# Quote Function Not Working



## Andres (Jun 20, 2011)

Anyone else having problems with the quote function? I can't quote a selection. It just brings up the reply box, but doesn't quote the info.


----------



## fredtgreco (Jun 20, 2011)

What browser are you using?


----------



## Andres (Jun 20, 2011)

I'm at work now, so IE 8, but if I remember correctly, Google Chrome at home was having issues as well. I will have to check when I get home. It seems like something was updated with the board about 2 days ago because the reply box I am typing this in looks different than before. The buttons for bold, italics, smilies, pictures, etc all look a little different. Does anyone else notice this?


----------



## Scott1 (Jun 20, 2011)

I'm noticing the same thing.

Also, the "thanks" button has disappeared.

Firefox 4, Mozilla.


----------



## Notthemama1984 (Jun 20, 2011)

I have same problem with Safari. 

I can quote someone's entire post, but not highlight a section and hit the quote button.


----------



## Andres (Jun 20, 2011)

Chaplainintraining said:


> I have same problem with Safari.
> 
> I can quote someone's entire post, but not highlight a section and hit the quote button.



Exactly.

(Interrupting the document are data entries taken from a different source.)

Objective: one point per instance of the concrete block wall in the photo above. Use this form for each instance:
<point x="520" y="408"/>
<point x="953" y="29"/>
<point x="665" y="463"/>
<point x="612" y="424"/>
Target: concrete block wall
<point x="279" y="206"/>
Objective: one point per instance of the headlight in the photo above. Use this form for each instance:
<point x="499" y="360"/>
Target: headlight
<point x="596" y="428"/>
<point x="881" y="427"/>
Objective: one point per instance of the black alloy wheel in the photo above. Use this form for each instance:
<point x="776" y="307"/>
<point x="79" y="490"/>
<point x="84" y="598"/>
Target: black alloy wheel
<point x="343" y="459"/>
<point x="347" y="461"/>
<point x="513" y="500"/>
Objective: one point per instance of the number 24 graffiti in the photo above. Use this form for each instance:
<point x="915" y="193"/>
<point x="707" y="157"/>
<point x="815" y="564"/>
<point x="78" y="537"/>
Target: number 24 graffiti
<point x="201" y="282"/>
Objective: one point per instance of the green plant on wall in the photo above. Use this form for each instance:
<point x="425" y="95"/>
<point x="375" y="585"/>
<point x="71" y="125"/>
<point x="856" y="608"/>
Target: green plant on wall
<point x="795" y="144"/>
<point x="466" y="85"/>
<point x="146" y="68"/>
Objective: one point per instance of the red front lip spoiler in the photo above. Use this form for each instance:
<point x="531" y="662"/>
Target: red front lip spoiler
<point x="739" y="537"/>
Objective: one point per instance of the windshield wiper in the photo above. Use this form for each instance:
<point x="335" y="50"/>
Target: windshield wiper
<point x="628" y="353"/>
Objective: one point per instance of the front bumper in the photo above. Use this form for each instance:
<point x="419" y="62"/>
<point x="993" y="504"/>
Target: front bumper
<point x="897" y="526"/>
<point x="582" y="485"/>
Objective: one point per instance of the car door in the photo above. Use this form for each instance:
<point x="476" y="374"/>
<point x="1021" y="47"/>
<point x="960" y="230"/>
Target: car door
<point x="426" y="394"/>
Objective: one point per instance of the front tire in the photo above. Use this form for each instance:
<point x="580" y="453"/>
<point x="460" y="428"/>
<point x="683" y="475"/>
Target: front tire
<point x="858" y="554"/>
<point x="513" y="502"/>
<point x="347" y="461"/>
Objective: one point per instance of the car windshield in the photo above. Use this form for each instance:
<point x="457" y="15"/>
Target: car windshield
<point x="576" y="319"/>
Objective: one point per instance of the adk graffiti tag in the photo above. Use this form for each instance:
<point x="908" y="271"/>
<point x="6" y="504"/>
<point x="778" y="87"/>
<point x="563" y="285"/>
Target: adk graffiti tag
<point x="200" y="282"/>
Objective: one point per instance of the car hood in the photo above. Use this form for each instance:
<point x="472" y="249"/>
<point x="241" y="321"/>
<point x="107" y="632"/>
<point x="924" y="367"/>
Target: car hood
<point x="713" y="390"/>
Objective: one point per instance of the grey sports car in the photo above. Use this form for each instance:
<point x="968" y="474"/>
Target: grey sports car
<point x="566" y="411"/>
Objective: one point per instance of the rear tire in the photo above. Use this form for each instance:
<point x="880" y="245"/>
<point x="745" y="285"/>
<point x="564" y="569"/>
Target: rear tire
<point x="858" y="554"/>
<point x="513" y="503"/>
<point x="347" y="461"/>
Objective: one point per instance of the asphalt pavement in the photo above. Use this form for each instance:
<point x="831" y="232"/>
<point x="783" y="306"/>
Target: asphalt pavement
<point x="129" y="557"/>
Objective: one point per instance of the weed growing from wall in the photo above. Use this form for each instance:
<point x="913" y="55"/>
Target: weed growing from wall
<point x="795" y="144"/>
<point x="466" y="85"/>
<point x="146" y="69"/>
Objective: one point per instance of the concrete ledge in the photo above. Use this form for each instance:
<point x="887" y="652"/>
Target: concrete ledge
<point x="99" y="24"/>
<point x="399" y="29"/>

I really liked that select quote feature and I hope it's not lost.


----------



## au5t1n (Jun 20, 2011)

"Reply with Quote" has been working for me, but not the highlight-and-quote feature. Back to the old way of quoting!


----------



## JennyG (Jun 20, 2011)

I'm on safari - I can highlight, and the box with "quote" appears, but when I click it it doesn't work


----------



## Skyler (Jun 20, 2011)

Also, when I try to post a reply, it asks if I want to leave the page because changes made in the editor will be lost.

I mean, seriously?


----------



## Jack K (Jun 20, 2011)

Skyler said:


> Also, when I try to post a reply, it asks if I want to leave the page because changes made in the editor will be lost.
> 
> I mean, seriously?



Same here. And no ability to highlight and quote just parts of a post anymore. I think it's safe to assume these are changes with the board, not anyone's personal computer. But I figure they'll be worked out soon.


----------



## Semper Fidelis (Jun 20, 2011)

Looks like the iQuote product is incompatible with 4.1.4. That's the problem with unsupported Mods. Hopefully the developer will have an update. I've uninstalled the iQuote feature.

BTW, Scott, there's nothing wrong with the Helpful Posts feature.


----------



## Scott1 (Jun 20, 2011)

My thanks... thanks.


----------



## Scottish Lass (Jun 20, 2011)

Glad it wasn't just me! I noticed about a week ago, but I only mentioned it within another topic. I can do whole quote on FF, but not partials, like most of you.


----------



## fishingpipe (Jun 20, 2011)

Same here in both IE and Firefox most recent releases.


----------



## PuritanCovenanter (Jun 20, 2011)

Scottish Lass said:


> Glad it wasn't just me! I noticed about a week ago, but I only mentioned it within another topic. I can do whole quote on FF, but not partials, like most of you.



I have usually for years just used the quote post function and just deleted the parts that weren't necessary.


----------



## au5t1n (Jun 20, 2011)

PuritanCovenanter said:


> Scottish Lass said:
> 
> 
> > Glad it wasn't just me! I noticed about a week ago, but I only mentioned it within another topic. I can do whole quote on FF, but not partials, like most of you.
> ...



The highlight-and-quote feature sure was a welcome addition to the board, though. Oh well.


----------



## Rufus (Jun 20, 2011)

Copying and Quoting isn't working for me on whatever the latest Firefox is.


----------



## Semper Fidelis (Jul 23, 2011)

iQuote function is working again.


----------



## fredtgreco (Jul 23, 2011)

Semper Fidelis said:


> iQuote function is working again


Rich,

You are a great servant! Even things that are minor and out of (immediate) sight, you remember and take care of. Thank you for all you do.


----------